THE BLONDIE gig at Dingwalls t’other night was almost incomplete… Everyone who is usually there to be seen was there – except for man about town Bob Geldof.
I was quite worried about him, but the Boomtown Rats kept their honour by sending along Pete Bricquette and Johnny Fingers. Other regulars in attendance included Lemmy, Wayne County (who has confessed he just wants to be an ordinary housewife, though I’ve never met one that looks like him), a Jam, a few of Generation X, the singer from the Only Ones in his ratty fur coat, Johnny Thunders, a well-oiled Frankie Miller, Phil Lynott, Palmolive of the Slits and others too numerous to mention. In fact, I’d be surprised if anyone actually PAID to get in. Why didn’t they just make it a party? By the way, Blondie sounded dreadful.
So affable was the atmosphere, however, that the majority of the non-punters missed a most extraordinary series of events on stage, many having retired to the bar with bleeding ears.

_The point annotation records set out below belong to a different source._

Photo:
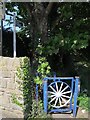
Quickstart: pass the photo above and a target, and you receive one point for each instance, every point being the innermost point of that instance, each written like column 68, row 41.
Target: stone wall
column 10, row 91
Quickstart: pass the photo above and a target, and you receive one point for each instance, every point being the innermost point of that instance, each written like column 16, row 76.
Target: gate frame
column 75, row 80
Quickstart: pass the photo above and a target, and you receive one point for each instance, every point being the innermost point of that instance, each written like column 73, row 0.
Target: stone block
column 11, row 84
column 3, row 83
column 6, row 74
column 5, row 99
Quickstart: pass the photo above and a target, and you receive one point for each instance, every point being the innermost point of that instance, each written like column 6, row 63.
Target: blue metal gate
column 60, row 94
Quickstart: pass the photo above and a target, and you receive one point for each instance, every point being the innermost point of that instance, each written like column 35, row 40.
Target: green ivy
column 32, row 109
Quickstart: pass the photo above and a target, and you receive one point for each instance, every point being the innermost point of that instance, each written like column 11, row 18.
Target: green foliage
column 43, row 68
column 32, row 108
column 14, row 100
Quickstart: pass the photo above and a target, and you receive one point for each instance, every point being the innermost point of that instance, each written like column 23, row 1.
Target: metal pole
column 1, row 37
column 14, row 35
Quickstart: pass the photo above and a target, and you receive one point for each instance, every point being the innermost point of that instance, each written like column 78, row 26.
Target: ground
column 81, row 113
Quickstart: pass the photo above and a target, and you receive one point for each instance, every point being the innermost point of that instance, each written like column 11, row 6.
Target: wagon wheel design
column 59, row 94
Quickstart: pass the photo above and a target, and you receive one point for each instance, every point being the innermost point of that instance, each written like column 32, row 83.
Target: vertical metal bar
column 14, row 35
column 75, row 97
column 72, row 83
column 45, row 95
column 1, row 25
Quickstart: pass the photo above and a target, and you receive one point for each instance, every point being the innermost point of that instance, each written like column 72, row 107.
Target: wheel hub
column 58, row 94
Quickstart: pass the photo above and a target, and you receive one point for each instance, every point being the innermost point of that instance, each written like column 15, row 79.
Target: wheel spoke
column 66, row 92
column 63, row 100
column 56, row 102
column 51, row 92
column 52, row 100
column 52, row 88
column 51, row 96
column 56, row 87
column 59, row 101
column 65, row 96
column 64, row 88
column 61, row 87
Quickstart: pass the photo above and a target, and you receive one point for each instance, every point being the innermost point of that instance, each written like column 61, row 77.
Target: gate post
column 75, row 96
column 45, row 95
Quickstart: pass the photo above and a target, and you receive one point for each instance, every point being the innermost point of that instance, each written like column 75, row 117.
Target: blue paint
column 75, row 97
column 74, row 81
column 60, row 110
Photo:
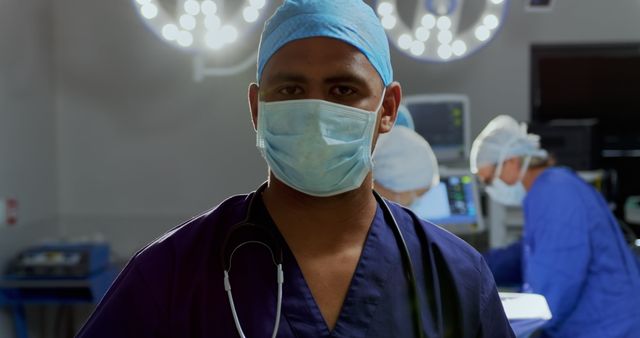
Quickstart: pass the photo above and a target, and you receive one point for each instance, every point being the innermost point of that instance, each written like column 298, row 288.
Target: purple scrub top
column 174, row 286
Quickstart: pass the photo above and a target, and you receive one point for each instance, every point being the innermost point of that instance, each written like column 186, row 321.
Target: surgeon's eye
column 342, row 91
column 290, row 90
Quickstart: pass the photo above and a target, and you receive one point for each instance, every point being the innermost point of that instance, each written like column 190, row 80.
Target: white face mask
column 509, row 195
column 317, row 147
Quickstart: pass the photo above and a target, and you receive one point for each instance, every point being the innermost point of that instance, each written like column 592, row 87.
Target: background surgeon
column 324, row 93
column 573, row 251
column 404, row 166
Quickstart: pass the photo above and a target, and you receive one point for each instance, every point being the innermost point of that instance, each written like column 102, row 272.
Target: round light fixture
column 198, row 26
column 435, row 34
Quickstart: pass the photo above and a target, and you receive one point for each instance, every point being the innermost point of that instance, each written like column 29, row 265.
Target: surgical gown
column 575, row 255
column 174, row 286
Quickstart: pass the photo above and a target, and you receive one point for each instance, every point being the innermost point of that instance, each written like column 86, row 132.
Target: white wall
column 27, row 127
column 142, row 146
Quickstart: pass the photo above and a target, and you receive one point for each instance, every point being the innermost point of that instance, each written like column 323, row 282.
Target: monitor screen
column 450, row 202
column 587, row 81
column 442, row 121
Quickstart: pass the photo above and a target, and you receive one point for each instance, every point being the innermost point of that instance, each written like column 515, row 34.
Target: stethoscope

At the end of the encore Blondie bassist Gary Valentine stepped backwards and accidentally kicked over the hi-hat. So far, so good. But suddenly guitarist Chris Stein threw a lunging punch at the unfortunate drummer, Clement Burke, missing spectacularly and knocking most of the drum kit over.
Regaining his balance, Stein, by then wearing a furious expression, kicked the drums again before exiting stage left in pursuit of Burke, who by this time had fled to the dressing room. As the rest of the band rushed off to restrain him, young blonde Deborah Harry looked – how can I put this, darlings? – shocked. So hot-headed these Americans, aren’t they?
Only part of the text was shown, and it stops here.